The tendency is global, with the United States and European countries also stepping up surveillance of the public’s private conversations and easing regulations for wiretapping, Soldatov told RIA Novosti.

However, the Western countries are doing it to combat terrorism, while in Russia, officials report a decrease in both terrorist and overall criminal activity, Soldatov said. Moscow formally ended its counter-terrorism operation in Chechnya in 2009, and the Interior Ministry said crime rates have been on the decrease since 2007.

“The agencies are boosting their resources just because they can,” Soldatov said.

No security agency has commented on the report.

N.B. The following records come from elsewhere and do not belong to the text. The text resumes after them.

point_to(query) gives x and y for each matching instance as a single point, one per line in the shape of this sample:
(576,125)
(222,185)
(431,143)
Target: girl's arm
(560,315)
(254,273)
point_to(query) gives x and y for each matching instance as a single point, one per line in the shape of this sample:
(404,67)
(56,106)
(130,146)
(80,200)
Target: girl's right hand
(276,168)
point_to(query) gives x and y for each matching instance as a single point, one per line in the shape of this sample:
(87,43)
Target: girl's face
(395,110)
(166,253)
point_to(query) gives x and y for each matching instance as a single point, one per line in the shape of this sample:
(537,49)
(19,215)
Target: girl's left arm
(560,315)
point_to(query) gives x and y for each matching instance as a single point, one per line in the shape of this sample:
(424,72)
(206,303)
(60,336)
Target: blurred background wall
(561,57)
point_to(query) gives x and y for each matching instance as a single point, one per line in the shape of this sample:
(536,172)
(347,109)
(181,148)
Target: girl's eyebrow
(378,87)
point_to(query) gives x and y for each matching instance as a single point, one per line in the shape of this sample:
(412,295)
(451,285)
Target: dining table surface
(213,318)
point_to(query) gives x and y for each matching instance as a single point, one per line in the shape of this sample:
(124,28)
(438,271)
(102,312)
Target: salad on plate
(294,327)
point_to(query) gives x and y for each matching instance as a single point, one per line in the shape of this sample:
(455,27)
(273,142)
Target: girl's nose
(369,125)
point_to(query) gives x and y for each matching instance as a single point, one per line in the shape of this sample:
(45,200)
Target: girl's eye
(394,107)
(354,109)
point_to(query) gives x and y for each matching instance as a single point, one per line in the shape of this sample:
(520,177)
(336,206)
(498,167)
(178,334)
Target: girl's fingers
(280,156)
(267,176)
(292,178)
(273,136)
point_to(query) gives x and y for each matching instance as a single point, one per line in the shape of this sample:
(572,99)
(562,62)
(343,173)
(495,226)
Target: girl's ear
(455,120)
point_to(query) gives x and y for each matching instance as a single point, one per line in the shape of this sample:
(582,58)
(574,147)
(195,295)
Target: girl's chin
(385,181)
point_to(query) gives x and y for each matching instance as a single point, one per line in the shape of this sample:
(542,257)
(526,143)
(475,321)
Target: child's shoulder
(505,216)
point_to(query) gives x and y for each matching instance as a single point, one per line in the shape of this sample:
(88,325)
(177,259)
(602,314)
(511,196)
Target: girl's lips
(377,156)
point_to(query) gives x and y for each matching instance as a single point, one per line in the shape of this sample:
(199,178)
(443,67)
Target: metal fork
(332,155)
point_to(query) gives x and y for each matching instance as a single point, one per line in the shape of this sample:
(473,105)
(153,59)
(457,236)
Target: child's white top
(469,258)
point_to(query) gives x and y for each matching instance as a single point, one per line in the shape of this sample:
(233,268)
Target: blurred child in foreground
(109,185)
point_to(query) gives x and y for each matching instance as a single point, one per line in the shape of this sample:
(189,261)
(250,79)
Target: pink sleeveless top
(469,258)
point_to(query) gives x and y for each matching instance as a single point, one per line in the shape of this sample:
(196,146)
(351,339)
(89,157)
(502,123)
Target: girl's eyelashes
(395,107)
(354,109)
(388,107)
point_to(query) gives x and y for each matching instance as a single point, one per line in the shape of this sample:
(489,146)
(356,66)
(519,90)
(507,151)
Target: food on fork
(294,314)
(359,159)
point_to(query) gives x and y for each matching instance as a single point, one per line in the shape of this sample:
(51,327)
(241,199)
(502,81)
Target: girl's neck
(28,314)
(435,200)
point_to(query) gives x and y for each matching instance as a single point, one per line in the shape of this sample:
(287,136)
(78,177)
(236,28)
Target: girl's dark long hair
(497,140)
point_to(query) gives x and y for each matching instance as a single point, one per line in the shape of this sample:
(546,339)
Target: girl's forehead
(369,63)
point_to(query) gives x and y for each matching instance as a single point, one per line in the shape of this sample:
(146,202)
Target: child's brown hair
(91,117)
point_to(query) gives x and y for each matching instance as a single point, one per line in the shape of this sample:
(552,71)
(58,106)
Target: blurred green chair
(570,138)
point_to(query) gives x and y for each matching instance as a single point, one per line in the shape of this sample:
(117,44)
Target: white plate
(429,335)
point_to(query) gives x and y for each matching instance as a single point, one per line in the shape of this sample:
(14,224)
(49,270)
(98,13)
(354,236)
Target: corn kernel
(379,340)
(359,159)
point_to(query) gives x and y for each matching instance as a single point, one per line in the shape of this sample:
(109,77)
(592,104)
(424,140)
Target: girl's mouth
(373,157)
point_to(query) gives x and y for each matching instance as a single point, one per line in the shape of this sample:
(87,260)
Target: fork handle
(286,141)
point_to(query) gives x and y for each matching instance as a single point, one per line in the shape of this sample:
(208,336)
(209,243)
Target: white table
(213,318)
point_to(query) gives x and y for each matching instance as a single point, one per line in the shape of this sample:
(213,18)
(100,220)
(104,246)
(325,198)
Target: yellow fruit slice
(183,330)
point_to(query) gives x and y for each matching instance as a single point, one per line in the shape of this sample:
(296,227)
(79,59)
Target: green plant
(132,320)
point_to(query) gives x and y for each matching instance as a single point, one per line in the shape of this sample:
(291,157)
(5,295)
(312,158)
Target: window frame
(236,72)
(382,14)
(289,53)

Emailed requests to the FSB and the Interior Ministry went unanswered in time for publication.

The growing use of wiretapping, boosted by new technologies, is not harmful per se, but could result in abuse of power in absence of external control, usually exerted by the parliament, Soldatov said.

Russian State Duma, controlled by the pro-Kremlin United Russia, is not vested with power to investigate wiretapping by security agencies, unlike legislatures in the EU and the United States.

Agencies authorized for wiretapping include the Interior Ministry’s anti-extremism department, which was involved, or accused of involvement, in crackdowns on opposition activists since the department’s inception in 2008.

Tapped conversations by opposition figures have been appearing online since 2010, with none of the leaks solved. The trend was started by a string of compromising videos featuring politicians Eduard Limonov, Alexander Belov and Ilya Yashin, as well as journalists Mikhail Fishman and Viktor Shenderovich, who were separately filmed bribing traffic police, taking drugs and having sex with a woman.

Last October, hackers leaked emails from the mailbox of corruption whistleblower Alexei Navalny, the only Russian on Time magazine’s 100 Most Influential People in the World list for 2012.

A fresh string of exposes took place last winter, which was marked by mass street protests against the Kremlin, which took both the government and the opposition leaders by surprise. Pro-Kremlin tabloid Lifenews.ru published recordings of conversations by liberal politician Boris Nemtsov with fellow Kremlin bashers, including Yashin, journalist Sergei Parkhomenko and lawmaker Gennady Gudkov. Nemtsov unsuccessfully sued the publication, which never disclosed the source of the recordings.

“If wiretapping took place, it must have originated from the secret services,” Soldatov said.

The Investigative Committee has opened a case into the Nemtsov leak in December, but reported no progress since.

Many private security companies used to run their own illegal wiretapping teams in the 1990s, but in the 2000s, it became easier to pay off corrupt FSB or police officials to handle the job, Soldatov said.

The most high-profile wiretapping case in recent years was opened against Alexander Bulbov, a senior official with the Federal Drug Control Agency, which has the authority to monitor personal conversations. Bulbov was held in 2007 on a long list of charges which included fraud, abuse of office and illegal wiretapping, though he was only convicted on the first two charges. Many analysts called the case the result of a turf war between Bulbov’s agency and the FSB.